Open ttngu207 opened 4 years ago
Proposed solution number 1:
Special feature for filepath@store
(and potentially attach@store
to have meta_information attached to it.
Example of how that may look like:
@schema
class NWBRaw(dj.Manual):
definition = """
-> Session
---
nwbfile: filepath@store
"""
NWBRaw.insert1({**session_key, 'nwbfile': (nwb_filepath, {'object_id': obj_uuid})})
fp, meta = (NWBRaw & session_key).fetch1('nwbfile', fetch_meta=True)
Example dj.AttributeAdapter
for NWB object with this feature:
class NWBObjectAdapter(dj.AttributeAdapter):
attribute_type = 'filepath@store'
def put(self, nwbobj):
nwb_fp = pathlib.Path(nwbobj.container_source)
obj_id = nwbobj.obj_id_to_store
return nwb_fp, dict(object_id=obj_id)
def get(self, filepath): # returned as a tuple: (filepath, meta)
nwb_fp, meta_dict = filepath
io = pynwb.NWBHDF5IO(filepath.as_poxis(), mode='r')
nwbf = io.read()
return nwbf.objects[meta_dict['object_id']]
The fetch_meta
argument in fetch
may be unnecessary. If the user inserts the filepath with metadata, it will come back with metadata as a tuple. That would be cosistent and intuitive: you always fetch what you insert.
Nah, that just won't be a reasonable interface as just having one entry with meta can disrupt it. We do need to have a clean separation for when meta is returned vs not.
The separation is clean. If you insert a tuple, you fetch it back. It's simple, does not need to be explained. Users get back what they insert. If they choose to insert some records with metadata and some without, that's what they will get back too — straightforward and transparent.
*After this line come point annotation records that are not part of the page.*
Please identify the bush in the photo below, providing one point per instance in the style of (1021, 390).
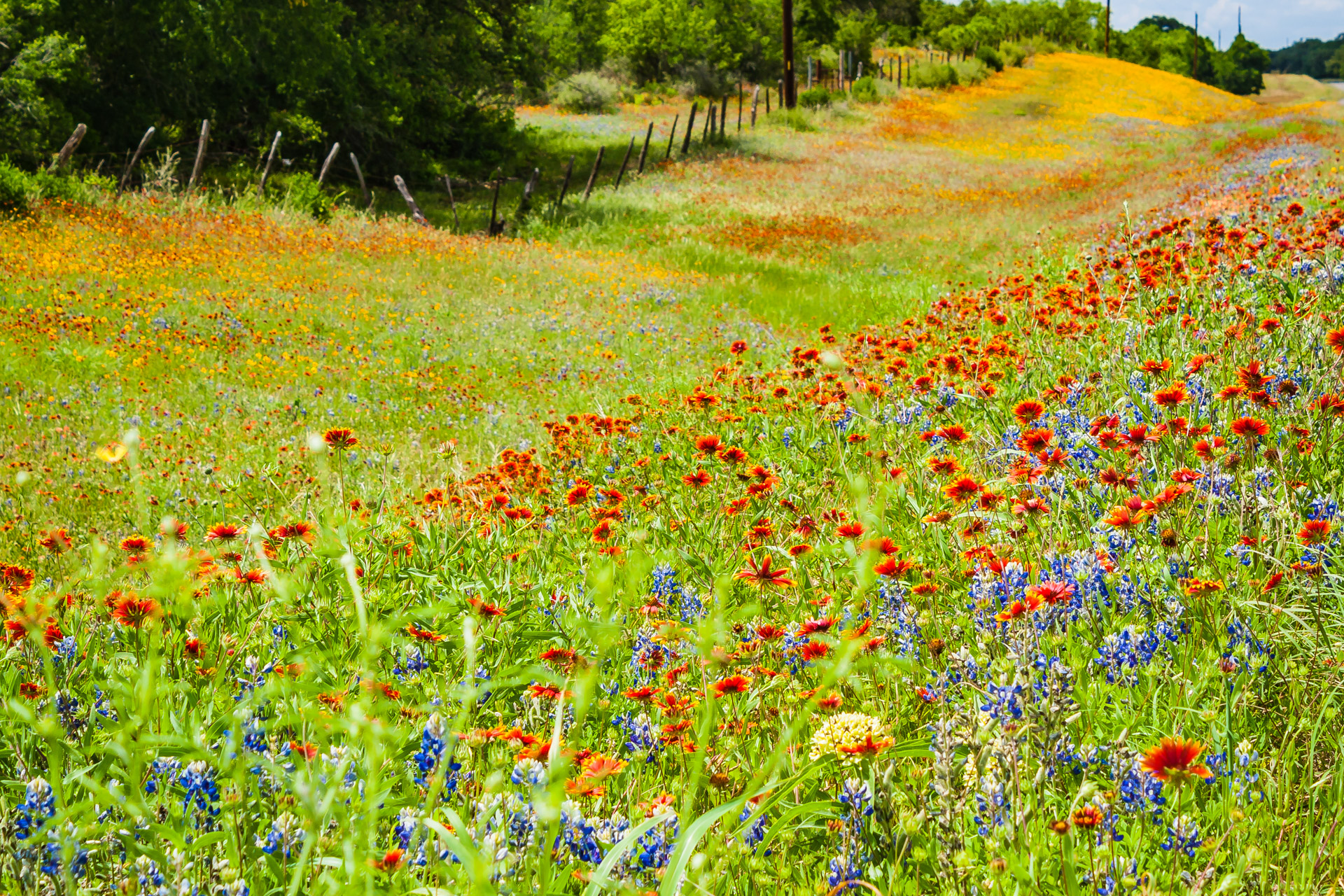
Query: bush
(304, 194)
(864, 90)
(20, 191)
(1012, 54)
(815, 99)
(932, 74)
(585, 92)
(971, 71)
(991, 58)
It will just be much nicer to be able to fully expect if you are going to get a tuple vs list of strings precisely corresponding to the filepath. Meta provision should really be optional with no chance of disrupting the main usage of obtaining back the filepath.
there is a clear separation between actual data and metadata, and I find it completely consistent we treat them separately. Let's proceed with fetch_meta
based behavior and discuss further as we see the examples.
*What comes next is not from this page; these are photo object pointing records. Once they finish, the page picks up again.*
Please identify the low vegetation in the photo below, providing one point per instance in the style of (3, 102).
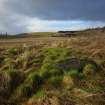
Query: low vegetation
(52, 75)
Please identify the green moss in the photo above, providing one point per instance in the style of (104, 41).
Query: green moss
(73, 73)
(55, 81)
(89, 70)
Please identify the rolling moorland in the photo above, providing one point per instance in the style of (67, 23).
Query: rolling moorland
(62, 68)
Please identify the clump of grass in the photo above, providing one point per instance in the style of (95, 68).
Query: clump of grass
(34, 80)
(48, 70)
(39, 94)
(68, 81)
(54, 54)
(96, 89)
(29, 87)
(24, 91)
(10, 79)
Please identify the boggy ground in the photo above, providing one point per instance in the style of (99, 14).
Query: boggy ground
(51, 76)
(53, 70)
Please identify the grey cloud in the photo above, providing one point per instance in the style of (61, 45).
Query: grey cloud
(14, 12)
(60, 9)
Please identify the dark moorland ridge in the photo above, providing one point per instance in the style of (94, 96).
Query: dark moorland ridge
(62, 68)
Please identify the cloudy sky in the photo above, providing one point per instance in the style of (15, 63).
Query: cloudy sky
(18, 16)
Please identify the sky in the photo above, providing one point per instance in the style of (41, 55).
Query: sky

Agreed. Yes, the option of skipping the metadata will be helpful.
Perhaps by default, fetch_meta=None
, which means fetch whatever you inserted. fetch_meta=True
returns tuples always. fetch_meta=False
returns the paths only.
Hm, potentially. Although I'd really think it's enough to offer True/False
behavior defaulting to False
.
Then this would introduce the inconsistency that you insert one thing and fetch another. The default behavior needs to be most consistent.
You are inserting metadata along with the data, and for that to be treated differently sounds just fine to me. It's not quite the same situation as inserting a tuple and expecting tuple back for a blob.
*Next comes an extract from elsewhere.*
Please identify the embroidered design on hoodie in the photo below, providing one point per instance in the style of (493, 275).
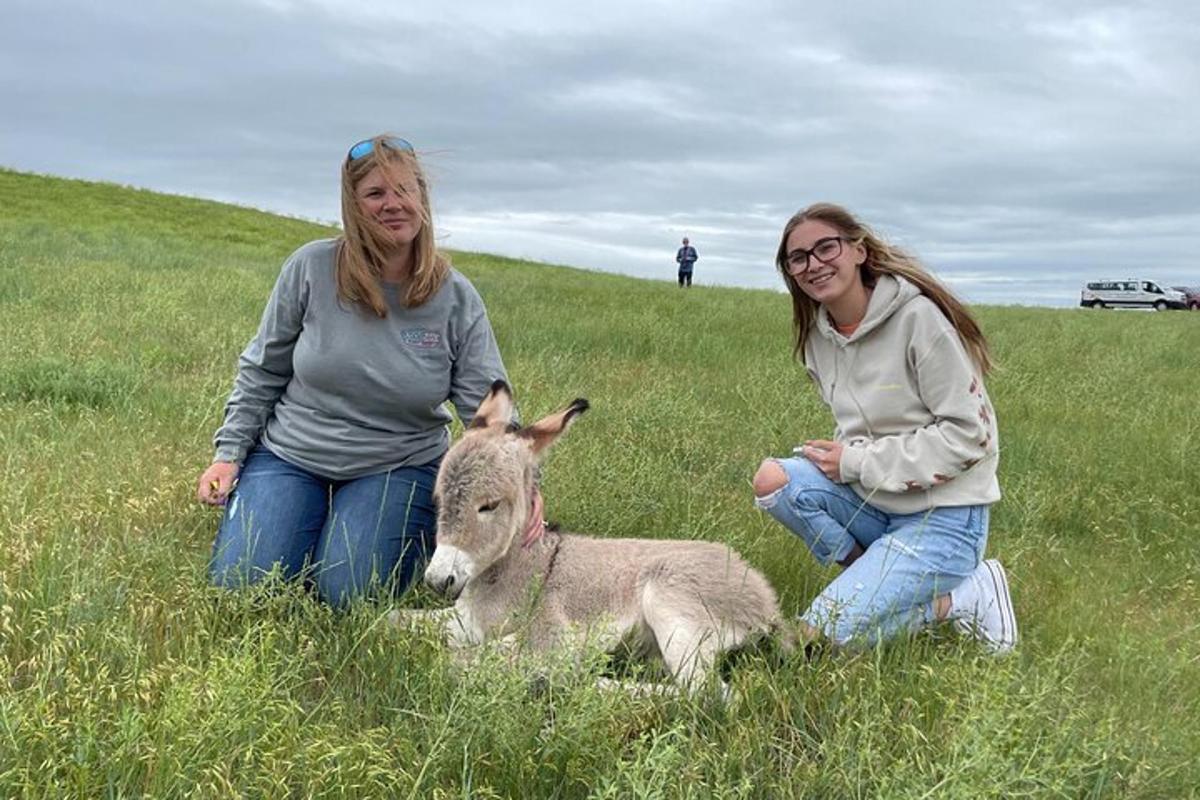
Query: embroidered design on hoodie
(975, 390)
(420, 338)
Is there a good reason to treat metadata differently? It's all just data. Special behaviors require extra documentation and explanations. Fetching what is inserted is consistent behavior through all other cases. If the user does not like it, they will look for the feature to skip the metadata.
Here is a more complete example using the custom data type for NWB objects.
class NWBTrace(dj.AttributeAdapter):
"""
custom datajoint attribute type for NWB objects in NWB files
"""
attribute_type = 'filepath@store'
def put(self, nwbobj):
nwb_path = nwbobj.container_source
return nwb_path, nwbobj.trace_id_to_store
def get(self, filepath): # returned as a tuple: (filepath, meta)
nwb_path, object_id = filepath
return pynwb.NWBHDF5IO(nwb_path, mode='r').read()[object_id]
nwb_trace = NWBTrace()
@schema
class Ephys(dj.Manual):
definition = """
-> Session
---
trace: <nwb_trace>
"""
...
Ephys.insert1({**session_key, 'trace': (nwb_filepath, obj_uuid))
trace = (Ephys & session_key).fetch1('trace')
An example use-case is to work with NWB files more elegantly. For a particular NWB object, we need to store 2 things:
object_id
- varchar(36) andnwb_file
- filepath@store Currentlydj.AttributeAdapter
does not support this, so a workaround is to uselongblob
and store a tuple:but this workaround implementation would not support
filepath@store
type, which is crucial for working with NWB objects